I LUNGHI CAPELLI DELLA MORTE – Antonio Margheriti
Antonio Margheriti è uno dei registi più importanti del nostro panorama a partire dal dopoguerra, uno dei più coraggiosi si può dire, una specie di mestierante oggi in via d’estinzione. Capace di spaziare in più generi, si è sempre cimentato, con esiti entusiasmanti, sopratutto nell’horror e nella fantascienza.
Questa favola gotica ambientata nel medioevo oscuro è un perfetto esempio di come, attraverso atmosfere cupe, trame intricate, stregoneria e superstizione si potesse imbastire un film realmente terrificante e, ancor oggi, avvincente. Complice una storia nera che più nera non si può, dal gusto retrò con una marcata influenza proveniente dai racconti di Edgar Allan Poe, senza peraltro rinunciare a riferimenti sessuali e morbosi che trascinano lo spettatore in un vortice di passioni e di perversioni senza pari.
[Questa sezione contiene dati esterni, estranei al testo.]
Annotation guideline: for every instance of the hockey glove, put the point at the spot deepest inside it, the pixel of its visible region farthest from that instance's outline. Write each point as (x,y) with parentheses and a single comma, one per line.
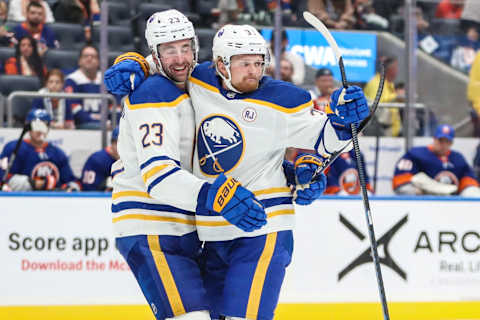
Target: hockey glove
(236,204)
(309,186)
(347,106)
(128,71)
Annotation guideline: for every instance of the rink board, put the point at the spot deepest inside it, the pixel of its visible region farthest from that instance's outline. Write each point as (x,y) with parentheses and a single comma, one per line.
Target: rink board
(59,261)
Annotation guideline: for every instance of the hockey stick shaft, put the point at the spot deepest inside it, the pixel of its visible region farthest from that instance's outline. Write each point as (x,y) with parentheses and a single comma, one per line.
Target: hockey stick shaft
(14,153)
(317,24)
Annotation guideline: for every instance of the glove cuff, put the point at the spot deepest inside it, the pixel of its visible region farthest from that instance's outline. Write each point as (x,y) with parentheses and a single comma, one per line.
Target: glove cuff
(135,57)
La storia, scritta dal bravo Ernesto Gastaldi (altro oscuro mestierante da riscoprire) e sceneggiata dallo stesso regista, è incentrata su Adele, una strega condannata al rogo in quanto accusata di aver ucciso con il suo maleficio il conte Franz. La figlia Mary cerca di intercedere per la madre con il fratello di Franz, il conte Humbold (Giuliano Raffaelli), ma questi la seduce con l’inganno e dopo la uccide. Intanto il vero autore dell’omicidio, il giovane e crudele Kurt (George Ardisson) vede crescere la figlioletta della strega nel suo castello, la giovane Elizabeth (Halina Zalewska). Innamoratisi, la costringe a sposarlo.
A un certo punto però, Mary (Barbara Steele) torna dalla tomba nelle vesti di una nobildonna di cui Humbold, prima di morire di paura, riconosce le fattezze. La donna farà innamorare di sé Kurt e con esso ordirà un intrigo per uccidere Elizabeth. Come si evince dalla sinossi, siamo di fronte ad una storia complessa, con un finale trucido e allegorico, il tutto reso più marcato da una splendida fotografia in bianco e nero, uno stuolo di attori (la Steele una spanna su tutti) in grandissima forma e un’ambientazione perfetta.
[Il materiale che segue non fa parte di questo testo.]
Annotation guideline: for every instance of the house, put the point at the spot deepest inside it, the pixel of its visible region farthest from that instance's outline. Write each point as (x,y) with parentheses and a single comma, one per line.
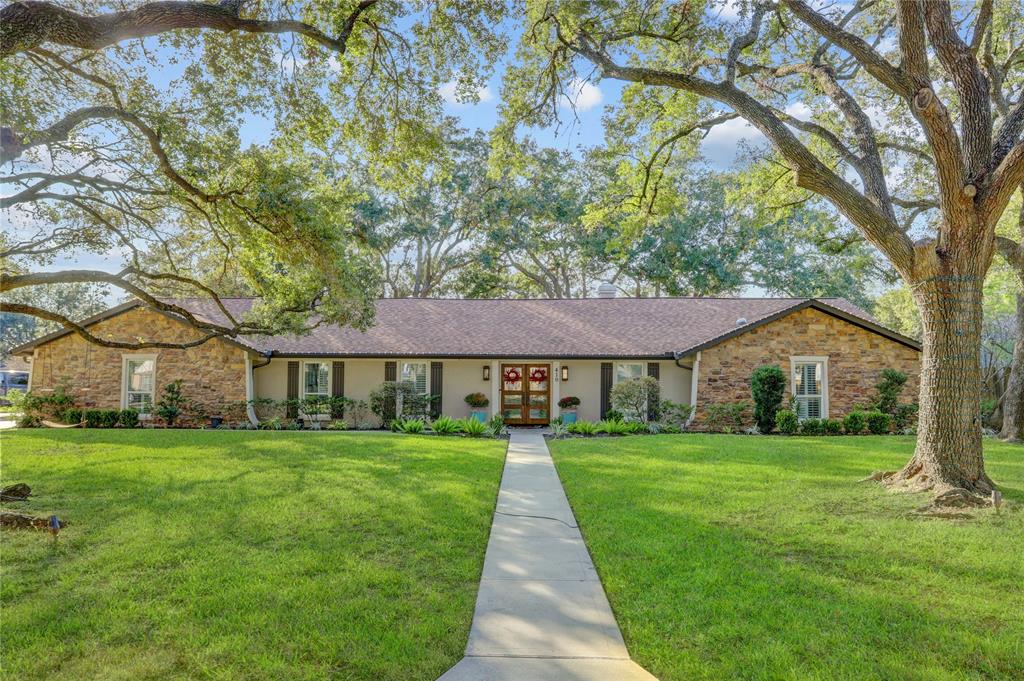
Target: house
(523,354)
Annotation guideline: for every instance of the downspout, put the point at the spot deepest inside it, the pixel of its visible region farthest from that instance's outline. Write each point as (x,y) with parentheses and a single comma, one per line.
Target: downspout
(694,380)
(250,382)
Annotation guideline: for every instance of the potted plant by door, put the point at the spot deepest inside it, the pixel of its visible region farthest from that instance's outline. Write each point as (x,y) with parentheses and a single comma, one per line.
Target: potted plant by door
(477,406)
(567,407)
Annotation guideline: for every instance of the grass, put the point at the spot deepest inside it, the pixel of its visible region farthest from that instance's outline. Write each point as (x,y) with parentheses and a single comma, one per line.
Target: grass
(241,555)
(733,557)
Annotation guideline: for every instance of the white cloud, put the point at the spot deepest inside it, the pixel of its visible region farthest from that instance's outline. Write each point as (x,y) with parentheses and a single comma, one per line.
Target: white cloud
(583,95)
(450,93)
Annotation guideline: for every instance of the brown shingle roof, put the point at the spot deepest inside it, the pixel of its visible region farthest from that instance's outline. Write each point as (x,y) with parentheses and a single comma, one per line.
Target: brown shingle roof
(587,328)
A differenza di altri prodotti che verranno, sopratutto negli anni ’70 e ’80, nel film di Margheriti c’è molta attenzione alla sceneggiatura e difatti ogni elemento si inserisce perfettamente nell’incastro, creando un gioco al terrore che regge più sulle inquietudini e sulla crudeltà dei personaggi che non sugli effettacci (peraltro interessanti per il periodo). Margheriti è abile nel seguire i personaggi attraverso corridoi e segrete oscure, da spessore ai particolari e ai personaggi, crea attenzione e la mantiene costantemente in un crescendo di rara intensità che ha reso la scuola italiana un paradiso felice, almeno per un breve lasso di tempo.